What started out as a challenge for Quebec residents to match a $25,000 prize to Coule pas chez nous to fight the TransCanada Pipeline Energy East project surpassed expectations within two weeks’ time to grow to $385,000. Former student leader and Parti Québécois member Gabriel Nadeau-Dubois started the campaign by donating his winnings from the Governor General’s Literary Award on his essay about the 2012 Printemps d’érable student uprising that saw thousands of students mobilize to protest tuition fee increases.

“It strikes me that this is a citizen outpouring, in contrast to what I see as ‘bought’ public support from TransCanada,” said Citoyens au courants member Katherine Massam. “They’ve paid enormous sums of money in PR on how to buy public opinion in Quebec and on misleading advertising.” The American firm of Edelman Public Relations recently ended its relationship with TransCanada following documents that were leaked by Greenpeace environmental group that exposed recommendations to the pipeline giant on how to target opponents of the Energy East project. Vaudreuil-Soulanges citizen group

Citoyens au courants is composed of home and landowners living in one of the many regions through which the proposed pipeline will travel. The members are challenging both the Enbridge 9B reversal project and the TransCanada pipeline project that seek to transport diluted bitumen from the Alberta tarsands project eastward to refineries in Montreal East prior to exporting it to overseas markets.

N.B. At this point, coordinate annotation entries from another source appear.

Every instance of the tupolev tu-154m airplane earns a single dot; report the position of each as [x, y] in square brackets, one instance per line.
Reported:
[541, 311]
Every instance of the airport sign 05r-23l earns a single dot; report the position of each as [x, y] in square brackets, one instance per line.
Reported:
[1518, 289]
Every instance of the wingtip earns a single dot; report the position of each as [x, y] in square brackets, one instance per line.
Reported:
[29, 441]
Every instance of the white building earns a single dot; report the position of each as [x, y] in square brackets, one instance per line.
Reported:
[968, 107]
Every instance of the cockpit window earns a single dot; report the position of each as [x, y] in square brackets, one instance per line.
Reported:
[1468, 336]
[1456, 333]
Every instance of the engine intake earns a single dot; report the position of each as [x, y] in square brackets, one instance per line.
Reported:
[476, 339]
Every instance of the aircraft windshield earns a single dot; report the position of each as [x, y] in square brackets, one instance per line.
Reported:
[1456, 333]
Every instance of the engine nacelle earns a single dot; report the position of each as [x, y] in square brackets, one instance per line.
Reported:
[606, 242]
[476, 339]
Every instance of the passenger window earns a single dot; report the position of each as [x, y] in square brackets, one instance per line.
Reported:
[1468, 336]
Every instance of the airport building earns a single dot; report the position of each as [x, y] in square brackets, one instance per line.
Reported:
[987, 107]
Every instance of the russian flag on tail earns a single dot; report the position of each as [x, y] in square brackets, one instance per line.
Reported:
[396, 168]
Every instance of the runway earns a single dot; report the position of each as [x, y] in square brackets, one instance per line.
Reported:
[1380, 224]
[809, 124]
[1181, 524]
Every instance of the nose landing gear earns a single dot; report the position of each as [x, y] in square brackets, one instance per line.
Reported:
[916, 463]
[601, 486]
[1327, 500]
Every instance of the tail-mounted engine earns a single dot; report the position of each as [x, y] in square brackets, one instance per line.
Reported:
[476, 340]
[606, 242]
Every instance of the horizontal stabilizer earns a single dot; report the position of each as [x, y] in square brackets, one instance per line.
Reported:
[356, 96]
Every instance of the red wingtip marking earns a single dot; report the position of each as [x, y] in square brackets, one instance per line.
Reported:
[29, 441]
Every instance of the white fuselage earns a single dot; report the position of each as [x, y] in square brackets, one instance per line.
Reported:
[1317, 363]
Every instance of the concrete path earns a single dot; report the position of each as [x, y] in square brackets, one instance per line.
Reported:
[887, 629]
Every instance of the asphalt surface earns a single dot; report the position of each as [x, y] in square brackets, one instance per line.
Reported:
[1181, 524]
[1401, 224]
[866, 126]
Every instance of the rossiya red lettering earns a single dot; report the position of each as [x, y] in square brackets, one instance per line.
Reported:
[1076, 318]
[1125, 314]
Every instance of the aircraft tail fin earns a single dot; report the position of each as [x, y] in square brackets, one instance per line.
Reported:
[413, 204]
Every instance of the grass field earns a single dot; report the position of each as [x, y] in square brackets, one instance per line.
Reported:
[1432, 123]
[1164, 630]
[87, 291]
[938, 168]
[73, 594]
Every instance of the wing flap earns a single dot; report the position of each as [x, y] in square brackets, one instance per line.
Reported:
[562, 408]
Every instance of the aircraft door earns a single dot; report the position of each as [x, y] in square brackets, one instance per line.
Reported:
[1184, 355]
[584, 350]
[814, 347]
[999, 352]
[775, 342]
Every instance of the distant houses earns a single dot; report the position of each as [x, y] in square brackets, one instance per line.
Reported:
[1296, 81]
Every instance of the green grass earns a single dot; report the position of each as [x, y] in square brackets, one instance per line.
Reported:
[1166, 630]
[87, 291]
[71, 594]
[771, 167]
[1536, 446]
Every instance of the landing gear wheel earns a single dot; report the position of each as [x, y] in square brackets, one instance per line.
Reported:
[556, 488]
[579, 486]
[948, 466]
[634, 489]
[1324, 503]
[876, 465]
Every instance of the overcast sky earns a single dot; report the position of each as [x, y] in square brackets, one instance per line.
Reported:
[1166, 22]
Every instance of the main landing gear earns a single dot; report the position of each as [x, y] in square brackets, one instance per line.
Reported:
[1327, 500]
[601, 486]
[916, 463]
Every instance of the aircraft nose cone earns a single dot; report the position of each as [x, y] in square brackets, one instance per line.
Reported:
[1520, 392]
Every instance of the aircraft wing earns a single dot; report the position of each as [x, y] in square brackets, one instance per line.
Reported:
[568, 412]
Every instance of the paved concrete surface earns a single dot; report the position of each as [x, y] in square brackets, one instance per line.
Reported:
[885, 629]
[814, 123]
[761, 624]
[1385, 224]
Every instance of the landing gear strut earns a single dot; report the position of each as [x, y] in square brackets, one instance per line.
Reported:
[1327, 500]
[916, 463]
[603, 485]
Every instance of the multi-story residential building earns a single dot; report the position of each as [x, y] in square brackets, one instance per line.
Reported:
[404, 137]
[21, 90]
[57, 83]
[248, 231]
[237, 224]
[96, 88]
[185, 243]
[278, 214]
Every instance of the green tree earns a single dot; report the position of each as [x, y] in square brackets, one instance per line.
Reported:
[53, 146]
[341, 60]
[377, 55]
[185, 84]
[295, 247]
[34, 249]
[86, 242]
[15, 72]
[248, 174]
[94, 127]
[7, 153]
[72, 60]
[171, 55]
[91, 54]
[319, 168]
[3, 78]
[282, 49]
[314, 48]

PHOTO COURTESY CITOYENS AU COURANT

Local Citoyens au courant members, part of the greater Coule pas chez nous movement, are celebrating the recent financial boost received to protest the TransCanada pipeline project following a plea from politician and activist Gabriel Nadeau-Dubois who himself offered $25,000.

Massam said they applaud the donations as a comparatively small but significant boost as they face-off against a monolith that includes over two dozen lobbyists and an aggressive public relations campaign designed to woo Quebecers. “We’re still discussing what we’ll do with the money,” said Coule pas chez nous spokesperson Jacques Tétreault.

But for right now, our focus is to provide citizens with up-to-date information about the pipeline projects. We believe in civil intelligence and we’re sure that when we explain something correctly to the residents, they can make their own minds up (about the pipeline).” Tétreault said the collective goal of all the citizen groups is to ensure the quality of the province’s land and potable water supplies, a mandate they advocate for without a political re-election agenda or financial incentives.

“That’s the only goal we have, and I think that’s why people have been so generous with us.” Though the group initially formed five years ago in reaction to shale gas exploration, its focus for the last nine months has been on the proposed pipeline projects. Both groups have stated that the pipeline project will not stop the tanker trains loaded with oil that regularly travel through the Vaudreuil-Soulanges region.

“The industry never said the pipeline would stop the trains,” said Tétreault, pointing out most of the oil is destined for export rather than domestic consumption. The oil industry is heavily subsidized by the federal government to the tune of $1.7 billion last year. “It gives you an idea of how strong (the lobbyists) are,” said Tétreault. “That’s their livelihood.” He said while the financial focus remains on the oil industry, precious little attention is being paid to climate change at the federal level, particularly when part of the National Energy Board’s funding comes from the pipeline industries.

“It illustrates how stupid our government is to let these things happen,” said Tétreault. As of press time, plans for the TransCanada pipeline project through Cacouna, Quebec, were suspended following environmental studies that found it threatened beluga whale breeding grounds. Quebec Premier Philippe Couillard ane Ontario Premier Kathleen Wynne met with Alberta Premier Jim Prentice this week to establish a list of safety conditions and reiterated the project is strongly contingent upon local support.

With the exception of the Green Party, the current federal parties have all said they support the pipeline projects provided all safety parameters are met, a statement challenged by Tétreault. “It’s easy to say that but in reality, you can’t run a pipeline without any incidents. But politicians say things people want to hear. “The more energy and money that’s put in to convince the public shows me it’s a bad thing for the people,” said Tétreault. “Just take any kind of product. If it’s good, you don’t have to put a lot of money into publicity. A good product doesn’t need a lot of money to be sold.”